In 1976-77, veteran newsman Robert W. (Bob) Greene led a team of 34 reporters — representing a broad spectrum of the nation's media outlets — in a six-month probe of the circumstances surrounding the murder of Arizona organized-crime reporter Don Bolles. In awarding the "Arizona Project" its gold medal, the American Society of Journalists and Authors called it "the finest hour in American journalism." A decade earlier (1967), Greene founded the nation's first permanent newspaper investigative team at Newsday, and led the unit to two Pulitzer gold medals. He retired as assistant managing editor in 1993, and then spent seven years chairing and revitalizing the journalism department at Hofstra University.
Before Newsday, Greene was a senior staffer at the NYC Anti-Crime Committee (1951-55), where he investigated waterfront crime with the late Rev. John Corridan (popularized in "On The Waterfront") and was first to track the mob ties of Teamster Jimmy Hoffa. In 1957-58, Greene was an investigator on the U.S. Senate labor rackets committee, where he worked closely with late Sen. Robert F. Kennedy, and where he was one of the last persons attacked on the Senate floor by the late Sen. Joseph McCarthy. In the 1960s, Greene was the first reporter on the scene in Philadephia, Miss., hours after three civil rights workers were murdered. In 1970 he led Newsday's investigative team to a Pulitzer prize for stories on Long Island political corruption. Two years later, he was placed on Nixon's "enemies list" because of his Newsday team's probes into the President's business interests. (Nixon counsel John Dean testified that he initiated an IRS audit of Greene to teach him a "lesson.")

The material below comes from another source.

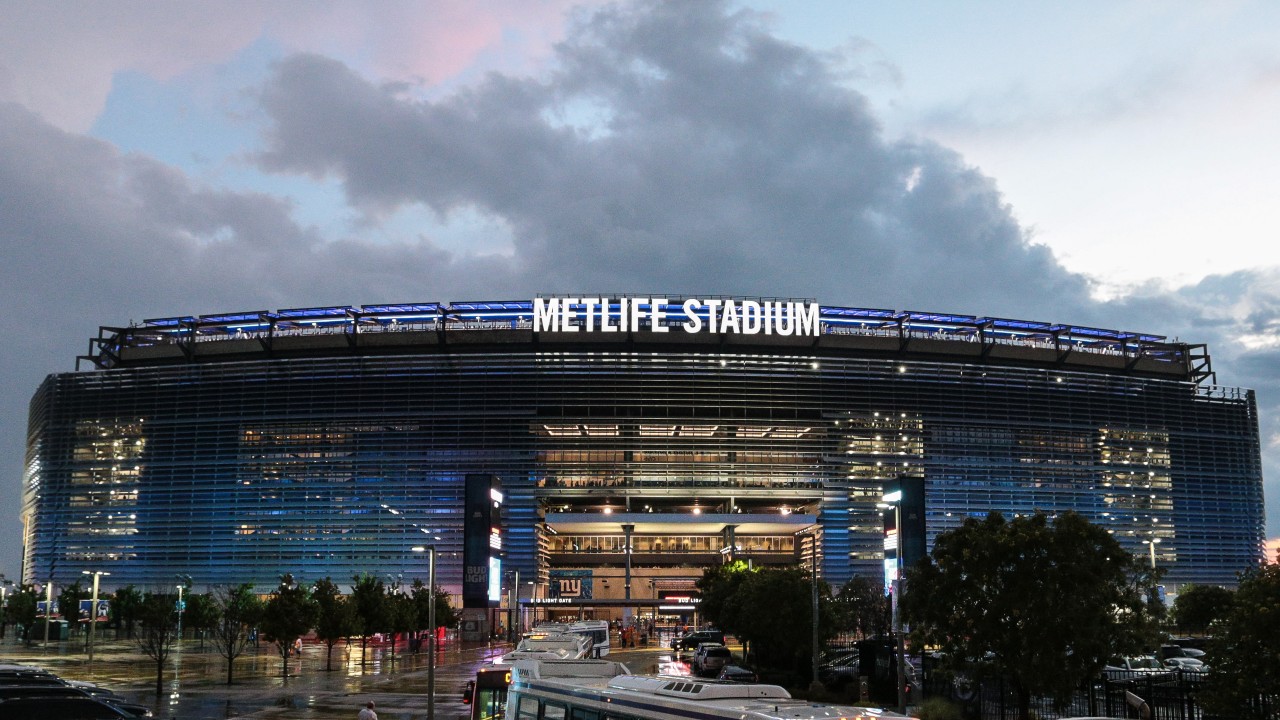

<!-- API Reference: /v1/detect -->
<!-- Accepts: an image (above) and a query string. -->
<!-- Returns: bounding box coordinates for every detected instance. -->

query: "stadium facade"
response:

In 1973, a Greene-led news team traced drug rings in Turkey, Bulgaria and France for a series (later the book "The Heroin Trail") that won Newsday another Pulitzer. In the 1980s, he anchored the first TV news show produced by a U.S. newspaper and broadcast from the city room. Individually or as team leader, Greene received more than 45 other journalism awards and honors. He testified as an expert witness on media ethics and organized crime, lectured at 89 colleges, and consulted on press issues and ethics for 20/20, Capital Cities, Prime Time Live and the Denver Post. Greene was a president and chairman of IRE, the author of "Stingman," the co-author of "Naked Came the Stranger," and before his death in 2008 he was at work on a new investigative book.